Assume $f_n, ~n\in \mathbb{N}$ and $f$ are continuous functions where $f_n$ converges uniformly to $f$ and $P_n, ~n\in\mathbb{N}$ and are probability measures on $(\mathbb{R},\mathcal{B})$ where $P_n$ converges weakly to $P$.

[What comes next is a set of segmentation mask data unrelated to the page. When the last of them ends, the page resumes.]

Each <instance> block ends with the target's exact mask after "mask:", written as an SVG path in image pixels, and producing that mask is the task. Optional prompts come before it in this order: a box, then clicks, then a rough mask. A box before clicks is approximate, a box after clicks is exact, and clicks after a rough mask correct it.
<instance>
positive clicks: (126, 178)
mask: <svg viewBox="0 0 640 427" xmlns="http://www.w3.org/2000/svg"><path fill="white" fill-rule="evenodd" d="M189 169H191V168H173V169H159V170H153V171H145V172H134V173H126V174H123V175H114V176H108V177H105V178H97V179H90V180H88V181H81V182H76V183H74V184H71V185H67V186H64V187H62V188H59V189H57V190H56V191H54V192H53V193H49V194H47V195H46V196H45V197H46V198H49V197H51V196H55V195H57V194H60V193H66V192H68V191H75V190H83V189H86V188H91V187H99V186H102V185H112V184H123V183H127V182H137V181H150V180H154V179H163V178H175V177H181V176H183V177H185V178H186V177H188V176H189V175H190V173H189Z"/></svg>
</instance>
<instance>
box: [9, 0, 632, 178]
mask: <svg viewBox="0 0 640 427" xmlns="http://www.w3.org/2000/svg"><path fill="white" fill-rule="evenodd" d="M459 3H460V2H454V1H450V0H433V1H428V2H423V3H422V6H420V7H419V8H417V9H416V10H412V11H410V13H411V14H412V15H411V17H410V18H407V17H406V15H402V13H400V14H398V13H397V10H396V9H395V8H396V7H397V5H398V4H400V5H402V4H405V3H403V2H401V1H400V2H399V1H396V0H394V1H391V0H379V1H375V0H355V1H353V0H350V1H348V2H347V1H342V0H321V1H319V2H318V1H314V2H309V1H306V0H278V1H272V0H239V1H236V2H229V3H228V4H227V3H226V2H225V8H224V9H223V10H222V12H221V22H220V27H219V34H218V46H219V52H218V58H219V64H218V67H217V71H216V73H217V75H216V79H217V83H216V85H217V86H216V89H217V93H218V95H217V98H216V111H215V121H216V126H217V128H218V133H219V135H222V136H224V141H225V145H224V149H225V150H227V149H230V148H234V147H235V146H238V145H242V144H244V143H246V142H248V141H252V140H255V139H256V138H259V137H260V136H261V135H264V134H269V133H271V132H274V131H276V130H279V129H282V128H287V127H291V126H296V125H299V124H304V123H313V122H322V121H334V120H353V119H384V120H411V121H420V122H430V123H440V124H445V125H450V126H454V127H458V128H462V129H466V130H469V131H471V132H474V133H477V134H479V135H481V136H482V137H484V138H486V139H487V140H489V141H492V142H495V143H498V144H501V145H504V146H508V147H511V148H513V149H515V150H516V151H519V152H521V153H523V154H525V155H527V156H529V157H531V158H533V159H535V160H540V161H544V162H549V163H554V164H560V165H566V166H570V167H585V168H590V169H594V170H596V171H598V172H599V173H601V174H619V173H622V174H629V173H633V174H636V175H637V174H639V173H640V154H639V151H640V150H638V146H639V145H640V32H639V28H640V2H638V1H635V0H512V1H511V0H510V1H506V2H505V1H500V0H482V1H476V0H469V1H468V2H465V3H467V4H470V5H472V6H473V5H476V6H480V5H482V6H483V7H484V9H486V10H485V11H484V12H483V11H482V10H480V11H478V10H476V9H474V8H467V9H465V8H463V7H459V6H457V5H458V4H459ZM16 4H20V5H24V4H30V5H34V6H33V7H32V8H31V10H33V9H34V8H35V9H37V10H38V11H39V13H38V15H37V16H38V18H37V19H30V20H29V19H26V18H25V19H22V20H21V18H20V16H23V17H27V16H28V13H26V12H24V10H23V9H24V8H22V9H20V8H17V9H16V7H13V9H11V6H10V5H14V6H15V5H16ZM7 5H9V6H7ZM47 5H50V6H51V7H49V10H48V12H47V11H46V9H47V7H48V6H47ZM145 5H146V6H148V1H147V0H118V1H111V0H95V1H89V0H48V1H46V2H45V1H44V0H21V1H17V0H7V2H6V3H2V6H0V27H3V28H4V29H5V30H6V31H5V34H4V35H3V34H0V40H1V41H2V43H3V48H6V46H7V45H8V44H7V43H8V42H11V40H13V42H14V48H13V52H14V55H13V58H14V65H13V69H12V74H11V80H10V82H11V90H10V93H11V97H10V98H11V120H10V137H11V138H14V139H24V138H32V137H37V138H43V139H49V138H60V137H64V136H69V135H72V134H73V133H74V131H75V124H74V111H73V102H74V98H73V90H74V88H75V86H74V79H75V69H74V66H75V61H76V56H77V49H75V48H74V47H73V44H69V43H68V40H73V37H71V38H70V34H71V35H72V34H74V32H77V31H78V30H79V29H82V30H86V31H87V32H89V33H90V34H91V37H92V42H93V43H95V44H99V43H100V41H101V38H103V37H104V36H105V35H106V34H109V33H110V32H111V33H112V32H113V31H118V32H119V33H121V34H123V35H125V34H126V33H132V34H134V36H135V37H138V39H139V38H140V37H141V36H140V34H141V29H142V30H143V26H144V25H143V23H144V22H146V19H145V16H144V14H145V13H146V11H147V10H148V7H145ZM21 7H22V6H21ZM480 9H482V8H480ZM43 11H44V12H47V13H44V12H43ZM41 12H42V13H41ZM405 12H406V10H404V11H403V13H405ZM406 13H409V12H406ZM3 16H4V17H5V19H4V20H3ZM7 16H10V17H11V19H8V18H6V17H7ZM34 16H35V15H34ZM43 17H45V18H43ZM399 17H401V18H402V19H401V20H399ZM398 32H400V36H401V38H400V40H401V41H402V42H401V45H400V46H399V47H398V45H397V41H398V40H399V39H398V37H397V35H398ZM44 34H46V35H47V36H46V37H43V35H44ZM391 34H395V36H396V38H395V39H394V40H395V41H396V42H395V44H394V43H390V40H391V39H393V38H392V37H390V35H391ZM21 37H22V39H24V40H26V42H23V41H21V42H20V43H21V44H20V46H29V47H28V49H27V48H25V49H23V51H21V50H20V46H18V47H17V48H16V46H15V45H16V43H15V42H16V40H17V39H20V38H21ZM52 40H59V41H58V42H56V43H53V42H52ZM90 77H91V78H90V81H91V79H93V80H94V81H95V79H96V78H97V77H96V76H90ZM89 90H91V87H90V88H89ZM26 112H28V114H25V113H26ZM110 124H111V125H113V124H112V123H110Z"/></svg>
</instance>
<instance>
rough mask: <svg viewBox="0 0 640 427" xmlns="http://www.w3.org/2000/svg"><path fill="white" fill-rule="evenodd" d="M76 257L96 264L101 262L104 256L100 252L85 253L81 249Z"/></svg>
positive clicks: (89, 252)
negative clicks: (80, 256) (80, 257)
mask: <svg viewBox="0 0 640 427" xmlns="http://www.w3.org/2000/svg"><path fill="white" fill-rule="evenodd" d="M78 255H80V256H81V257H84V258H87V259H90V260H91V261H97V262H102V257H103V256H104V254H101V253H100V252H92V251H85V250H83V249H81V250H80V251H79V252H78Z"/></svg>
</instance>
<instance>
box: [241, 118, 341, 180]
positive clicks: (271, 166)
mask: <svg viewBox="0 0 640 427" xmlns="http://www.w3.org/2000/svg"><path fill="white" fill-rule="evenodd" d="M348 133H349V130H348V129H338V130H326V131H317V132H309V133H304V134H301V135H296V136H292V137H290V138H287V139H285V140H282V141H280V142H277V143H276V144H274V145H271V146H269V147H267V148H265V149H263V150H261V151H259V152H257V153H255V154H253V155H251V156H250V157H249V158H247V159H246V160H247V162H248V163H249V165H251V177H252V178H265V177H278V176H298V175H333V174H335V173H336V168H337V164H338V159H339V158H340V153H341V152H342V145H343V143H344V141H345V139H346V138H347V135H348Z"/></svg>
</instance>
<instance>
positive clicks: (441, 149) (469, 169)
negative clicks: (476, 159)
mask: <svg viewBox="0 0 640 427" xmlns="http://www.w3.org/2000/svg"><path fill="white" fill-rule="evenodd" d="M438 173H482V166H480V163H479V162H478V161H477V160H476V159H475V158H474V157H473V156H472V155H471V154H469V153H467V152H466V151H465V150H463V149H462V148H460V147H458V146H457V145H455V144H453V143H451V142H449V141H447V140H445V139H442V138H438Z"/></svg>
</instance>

Edit: $f$ is also bounded.
I want to prove that $$\lim\limits_{n\rightarrow \infty} \int f_n ~dP_n = \int f ~dP.$$
Solution:
Uniform convergence of $f_n$ means $$\forall \varepsilon > 0 ~\exists n_1(\varepsilon) \in \mathbb{N} ~\forall n>n_1(\varepsilon): \Vert f_n - f \Vert_\infty < \frac{\varepsilon}{2}.$$ Weakly convegence of $P_n$ means $$\forall \varepsilon > 0 ~\exists n_2(\varepsilon) \in \mathbb{N} ~\forall n>n_2(\varepsilon): \vert \int g ~dP_n - \int g ~dP \vert < \frac{\varepsilon}{2}$$ for any bounded continous function $g$.
Now I fix $\varepsilon > 0$ and $k:=\max\{n_1(\varepsilon),n_2(\varepsilon)\}$.
\begin{align} \forall n > k:~~&\vert \int f_n ~dP_n - \int f ~dP\vert \\ &= \vert \int (f_n-f) ~dP_n + \int f ~dP_n -\int f ~dP\vert \\ &\leq \int \vert f_n-f \vert ~dP_n + \vert\int f ~dP_n -\int f ~dP\vert \\ &\leq \Vert f_n - f \Vert_\infty P_n(\mathbb{R}) + \vert \int f ~dP_n -\int f ~dP\vert \\ &\leq \frac{\varepsilon}{2} + \frac{\varepsilon}{2} = \varepsilon \end{align}
Since, $\varepsilon$ was arbitrary the claim follows.